Private security officers in Turkey now their own ‘army’

ANKARA - Anatolia News Agency
Private security officers in Turkey now their own ‘army’

Private guards receive non-armed certifications after 90 hours of training. Hürriyet photo

The number of Turkish private security officers has reached 217,000, greater than the combined military forces of Austria, Belgium, Portugal, Holland, Norway and the Czech Republic, according to data from a sector organization.

“Even though there aren’t specific figures as to the size of the sector’s economy, we believe that in general it ranges between $3-6 billion,” Private Security Associations Federation President Bülent Perut told Anatolia news agency in an interview published Aug. 28.

In Turkey, 886,000 people hold private security certificates, confirming that one has received appropriate education and training in the field. Some 604,000 of these people also hold a security ID, the state authorization to work as a guard.

Perut told Hürriyet Daily News in a phone interview yesterday that many security guards preferred other jobs when they are available, because of the low wages and
poor level of social rights in the security sector.

Some 1,430 security firms

Currently there are 1,430 security firms in Turkey, and 737 training centers for private security officers, according to the Security Headquarters’ Private Security Department’s figures.

Candidates receive non-armed certifications after 90 hours of training, but an armed certification requires a further 30 hours.

Although sector data is not that accurate, Perut estimates the rate of private guards who are armed at between 25 and 30 percent.

The increase in security firms and guards is closely related to urbanization, Perut said. As people tend to live in smaller families, the need for secure residences increases, he said.

Some 60 percent of the private security guards in Turkey are employed in the three large cities. Istanbul tops the list.

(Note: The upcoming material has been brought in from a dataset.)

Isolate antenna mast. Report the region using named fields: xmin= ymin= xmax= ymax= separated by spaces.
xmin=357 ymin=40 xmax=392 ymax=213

Efforts to allow the police to focus on their core missions, rather than bureaucratic work or guarding bridges and dams, for example, also contributes to the greater demand for private security, he told the Daily News.

Western boom

Growth in the private security sector has gained momentum in both the European Union and the United States since the events of Sept. 11, 2001, and now private security services are found everywhere in the world, Perut said. “After the events of 9/11, there has been a change in the way people view private security as well as national security, and this is felt in every sphere of life,” he said.
The private security sector not only contributes to Turkey’s overall employment, but also supports other sectors like the textile and tourism sectors, Perut said. As a sector that really boosts the country’s overall employment, the private security business needs more government backing, he said.

“We want the government to support our sector. In a country that is capable of providing loans to the IMF, we want to be able to receive long-term low-interest loans from state banks, as well as support from the Social Security Institution and the Finance Ministry. With this support, our sector will be able to develop even more,” he said.

Perut also said the sector companies were carefully. inspected. As an example, he said, some 950 guards were active at the Beşiktaş Galatasaray football match in Istanbul over the weekend and this required paperwork for each both with the governorship and the social security body.